My hon. Friend will know that the British Government strongly oppose the death penalty and continue to make representations where we see that it is being carried out. The events to which he referred only highlight one of the many reasons that I think lay behind the wise decision of this House to abolish capital punishment in this country.

Fast forward to today and surprise surprise this appears in the Independent: Britain blocks Italy's bid to ban death penalty

Italy's latest attempt to galvanise the world into rejecting the death penalty began when Marco Panella, an MEP and civil rights campaigner, went on hunger strike after hearing that Saddam Hussein was to be executed. Abolishing capital punishment is one of the few issues on which all parties in Italy's ruling centre-left coalition agree, and Mr Pannella's campaign prompted Mr Prodi to take up the challenge of putting the proposal before the UN's General Assembly. But when his Foreign Minister and Deputy Prime Minister, Massimo D'Alema, tried to obtain backing for the proposal at the EU foreign ministers' meeting in Brussels last week, Britain shot it down.

British diplomats said privately that they did not wish to create difficulties for the United States at a delicate time and they did not believe it was possible to do it now. Holland, Denmark and Hungary subsequently took the same view.

It is the second time that Tony Blair's government has torpedoed Italian efforts to spread Europe's confirmed aversion to capital punishment across the world. The first was in 1999, when a last-minute British "no" killed the initiative.

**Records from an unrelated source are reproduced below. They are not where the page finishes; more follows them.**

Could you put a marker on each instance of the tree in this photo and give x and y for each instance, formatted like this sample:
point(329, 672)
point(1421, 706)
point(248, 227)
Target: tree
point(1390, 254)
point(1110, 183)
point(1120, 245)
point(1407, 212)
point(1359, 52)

So not just once but twice since Blair has been in power has he stopped efforts to abolish capital punishment world wide, the first time being before 'The War on Terror', the Iraq war and the London bombings which prompted his "rules of the game are changing" speech in 2005. Even if Blair is about to stand down, isn't it about time he was questioned a bit more thoroughly on the issue so we know exactly where he stands?

Still, at the very least,

Still, at the very least, one has to say that they are being consistent - in their actions if not their rhetoric.

In a similar vein, after

In a similar vein, after Millibands cringing Q&A session with the independent the other day he proclaimed "you cannot be "green and eurosceptic".

Angela Merkel - President of the EU

"Creating difficulties... at

"Creating difficulties... at a delicate time" .

I like it . All times are delicate for poodles to criticise their master.

We all remember Goldsmith getting Air Miles repeatedly going to Washington to lobby to get back the Britons in Guantanamo. A coupla times a year for three years.

" No Poodle -- these are the worst of the worst, now fuck off."

To create a little difficulty, circulate the Peace Train, Cat Stephens.

"you cannot be "green and

"you cannot be "green and eurosceptic"

which will come as a surprise to the Green Party, which is extremely Eurosceptic.

Tom - please distinguish

Tom - please distinguish between the Green Party of England and Wales (GPEW) and the Scottish Green Party (SGP). We're entirely seperate entities, and I wouldn't describe the SGP as "extremely eurosceptic".